Personal information
- Born: August 19, 1989 (age 36) New Orleans, Louisiana
- Height: 6 ft 3 in (1.91 m)
- Weight: 190 lb (86 kg)

Career information
- High school: Siloam Springs (AR)
- College: Arkansas Tech
- NFL draft: 2014: undrafted

Career history
- Iowa Barnstormers (2014)*; Trenton Freedom (2014–2015); New Orleans VooDoo (2015); Jacksonville Sharks (2016); Washington Valor (2017);
- * Offseason and/or practice squad member only

Awards and highlights
- PIFL Offensive Rookie of the Year (2014);

Career Arena League statistics
- Receptions: 188
- Receiving yards: 2,043
- Receiving TDs: 31
- Tackles: 37.0
- Stats at ArenaFan.com

= Roger Jackson (wide receiver) =

American football player (born 1989)

Roger Jackson (born August 19, 1989) is an American former professional football wide receiver.
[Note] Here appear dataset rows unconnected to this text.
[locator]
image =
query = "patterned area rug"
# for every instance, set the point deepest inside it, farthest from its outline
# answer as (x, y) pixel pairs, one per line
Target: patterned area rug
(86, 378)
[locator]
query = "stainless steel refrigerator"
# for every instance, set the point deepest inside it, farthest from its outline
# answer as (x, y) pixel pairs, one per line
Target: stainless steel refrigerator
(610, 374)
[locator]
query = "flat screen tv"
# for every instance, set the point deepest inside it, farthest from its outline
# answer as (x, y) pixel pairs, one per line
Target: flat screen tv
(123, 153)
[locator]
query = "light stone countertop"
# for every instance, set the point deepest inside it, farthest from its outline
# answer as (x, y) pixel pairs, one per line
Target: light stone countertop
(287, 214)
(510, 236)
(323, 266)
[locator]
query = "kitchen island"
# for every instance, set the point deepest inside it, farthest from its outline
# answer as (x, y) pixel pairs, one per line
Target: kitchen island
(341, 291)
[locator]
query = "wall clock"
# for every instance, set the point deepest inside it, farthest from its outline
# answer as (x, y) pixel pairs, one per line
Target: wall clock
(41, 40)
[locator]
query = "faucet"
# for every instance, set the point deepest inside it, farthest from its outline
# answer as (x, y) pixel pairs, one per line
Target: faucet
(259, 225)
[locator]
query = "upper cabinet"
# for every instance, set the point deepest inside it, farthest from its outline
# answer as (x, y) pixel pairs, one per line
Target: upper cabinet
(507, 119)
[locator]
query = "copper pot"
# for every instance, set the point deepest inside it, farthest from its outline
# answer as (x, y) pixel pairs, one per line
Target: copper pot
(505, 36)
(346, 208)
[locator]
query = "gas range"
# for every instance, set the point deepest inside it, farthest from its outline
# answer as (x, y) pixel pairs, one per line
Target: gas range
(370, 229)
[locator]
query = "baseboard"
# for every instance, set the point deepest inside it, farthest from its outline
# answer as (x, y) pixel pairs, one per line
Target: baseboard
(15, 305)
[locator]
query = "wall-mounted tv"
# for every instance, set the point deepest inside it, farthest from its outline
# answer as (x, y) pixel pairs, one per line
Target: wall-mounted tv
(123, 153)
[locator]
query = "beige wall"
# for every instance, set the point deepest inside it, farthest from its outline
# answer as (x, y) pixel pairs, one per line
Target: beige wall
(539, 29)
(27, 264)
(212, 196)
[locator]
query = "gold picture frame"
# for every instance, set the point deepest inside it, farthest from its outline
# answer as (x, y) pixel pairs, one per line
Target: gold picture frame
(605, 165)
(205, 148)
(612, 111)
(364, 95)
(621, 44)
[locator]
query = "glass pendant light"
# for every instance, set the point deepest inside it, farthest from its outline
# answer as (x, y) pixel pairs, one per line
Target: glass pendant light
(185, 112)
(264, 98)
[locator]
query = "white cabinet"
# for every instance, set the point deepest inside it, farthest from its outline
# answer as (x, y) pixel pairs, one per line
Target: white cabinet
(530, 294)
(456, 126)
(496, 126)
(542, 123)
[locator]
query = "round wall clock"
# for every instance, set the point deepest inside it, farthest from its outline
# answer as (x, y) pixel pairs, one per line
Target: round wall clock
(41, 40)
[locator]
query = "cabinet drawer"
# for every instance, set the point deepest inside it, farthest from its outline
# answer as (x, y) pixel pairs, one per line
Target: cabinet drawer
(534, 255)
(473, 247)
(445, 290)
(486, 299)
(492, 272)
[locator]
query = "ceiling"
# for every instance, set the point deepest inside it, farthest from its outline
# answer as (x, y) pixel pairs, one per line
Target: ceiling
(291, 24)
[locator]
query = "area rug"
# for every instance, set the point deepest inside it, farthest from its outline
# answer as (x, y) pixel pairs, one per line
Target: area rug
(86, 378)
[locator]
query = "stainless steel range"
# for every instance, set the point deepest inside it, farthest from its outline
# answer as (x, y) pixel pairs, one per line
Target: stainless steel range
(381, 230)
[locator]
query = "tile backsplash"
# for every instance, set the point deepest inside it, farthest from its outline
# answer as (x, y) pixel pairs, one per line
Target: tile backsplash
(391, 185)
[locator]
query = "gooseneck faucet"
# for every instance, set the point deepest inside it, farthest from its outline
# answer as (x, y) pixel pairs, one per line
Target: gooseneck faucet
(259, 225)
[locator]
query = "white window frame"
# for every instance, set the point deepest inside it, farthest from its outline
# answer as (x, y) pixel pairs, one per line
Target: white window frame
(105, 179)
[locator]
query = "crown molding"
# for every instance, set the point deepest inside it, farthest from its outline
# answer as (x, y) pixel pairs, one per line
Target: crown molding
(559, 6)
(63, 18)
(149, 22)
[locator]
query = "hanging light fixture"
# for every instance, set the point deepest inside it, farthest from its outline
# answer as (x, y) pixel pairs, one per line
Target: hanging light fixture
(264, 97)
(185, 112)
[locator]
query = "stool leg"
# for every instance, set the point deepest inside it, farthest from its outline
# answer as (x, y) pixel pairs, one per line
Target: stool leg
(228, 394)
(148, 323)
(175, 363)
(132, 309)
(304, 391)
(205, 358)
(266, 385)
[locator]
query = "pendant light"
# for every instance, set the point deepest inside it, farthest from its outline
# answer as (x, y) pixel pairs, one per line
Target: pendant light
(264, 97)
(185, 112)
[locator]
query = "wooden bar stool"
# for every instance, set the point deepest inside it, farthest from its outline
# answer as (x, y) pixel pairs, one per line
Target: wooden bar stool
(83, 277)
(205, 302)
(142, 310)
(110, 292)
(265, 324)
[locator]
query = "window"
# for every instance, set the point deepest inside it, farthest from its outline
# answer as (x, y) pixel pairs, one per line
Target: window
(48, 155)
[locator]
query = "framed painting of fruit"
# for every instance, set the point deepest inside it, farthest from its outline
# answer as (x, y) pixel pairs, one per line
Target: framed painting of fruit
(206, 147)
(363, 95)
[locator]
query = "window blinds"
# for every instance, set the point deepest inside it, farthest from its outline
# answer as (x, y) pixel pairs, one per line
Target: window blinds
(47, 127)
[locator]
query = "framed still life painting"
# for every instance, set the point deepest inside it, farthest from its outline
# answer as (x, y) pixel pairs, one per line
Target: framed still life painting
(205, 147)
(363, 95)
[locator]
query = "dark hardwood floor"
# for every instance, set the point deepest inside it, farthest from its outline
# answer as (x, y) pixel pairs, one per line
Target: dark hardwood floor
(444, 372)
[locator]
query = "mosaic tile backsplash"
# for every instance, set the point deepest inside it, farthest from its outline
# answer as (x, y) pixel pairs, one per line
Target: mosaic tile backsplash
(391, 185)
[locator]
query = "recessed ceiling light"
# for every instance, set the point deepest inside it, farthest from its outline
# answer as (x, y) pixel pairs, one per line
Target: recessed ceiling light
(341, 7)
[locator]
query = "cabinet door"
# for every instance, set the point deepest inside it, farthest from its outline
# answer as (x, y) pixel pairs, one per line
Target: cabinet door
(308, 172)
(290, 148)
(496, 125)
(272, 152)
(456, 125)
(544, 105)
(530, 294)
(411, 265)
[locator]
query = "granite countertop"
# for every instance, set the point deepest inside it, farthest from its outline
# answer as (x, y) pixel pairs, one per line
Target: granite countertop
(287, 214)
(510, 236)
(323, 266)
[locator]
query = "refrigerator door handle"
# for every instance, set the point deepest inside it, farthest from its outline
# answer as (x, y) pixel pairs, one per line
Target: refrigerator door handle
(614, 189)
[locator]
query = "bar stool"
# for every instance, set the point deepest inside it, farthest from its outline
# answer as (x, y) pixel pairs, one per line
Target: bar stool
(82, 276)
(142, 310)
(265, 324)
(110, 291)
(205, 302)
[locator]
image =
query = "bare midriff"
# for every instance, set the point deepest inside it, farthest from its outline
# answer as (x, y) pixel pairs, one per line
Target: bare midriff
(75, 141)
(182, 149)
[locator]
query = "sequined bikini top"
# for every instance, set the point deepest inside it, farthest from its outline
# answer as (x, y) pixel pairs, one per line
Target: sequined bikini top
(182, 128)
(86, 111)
He played college football at Arkansas Tech University.

==Early life==
Jackson attended L.W. Higgins High School, in Jefferson Parish, Louisiana, until his sophomore year, when Hurricane Katrina struck, forcing him out of his home. He and his family relocated to Siloam Springs, Arkansas, where he attended Siloam Springs High School. While at Silom Springs, Jackson played both football and basketball, where he helped the Panthers win the 5A state championship in 2008.

==College career==
Jackson signed to play college football at Arkansas Tech University. As a senior in 2013, Jackson had 23 receptions for 239 yards and 3 touchdowns.

==Professional career==

===Iowa Barnstormers===
On February 20, 2014, Jackson was assigned to the Iowa Barnstormers of the Arena Football League, he participated in camp with the Barnstormers, but was reassigned prior to the beginning of the season.

===Trenton Freedom===
Two days after his release from the Barnstormers, Trenton Freedom offensive coordinator, Ryan Vena, called Jackson and signed him. Jackson's play earned him the Professional Indoor Football League's Offensive Rookie of the Year.

===New Orleans VooDoo===
After starting the 2015 season with the Freedom, Jackson was assigned to the New Orleans VooDoo on April 30, 2015. Jackson would play only 11 games as a rookie for the Voodoo with those 11 games he broke the franchise rookie record held by Kenny Henderson in 2007 by 29 yards having 924 yards with 74 catches his rookie season. When the VooDoo ceased operations on August 9, 2015, Jackson became a free agent.

===Jacksonville Sharks===
On October 16, 2015, Jackson was assigned to the Jacksonville Sharks.

===Washington Valor===
Jackson was assigned to the Washington Valor on January 10, 2017.

===Jersey Flight===
On February 2, 2020, Jackson signed with the Jersey Flight. The 2020 National Arena League season was canceled due to the Covid-19 pandemic.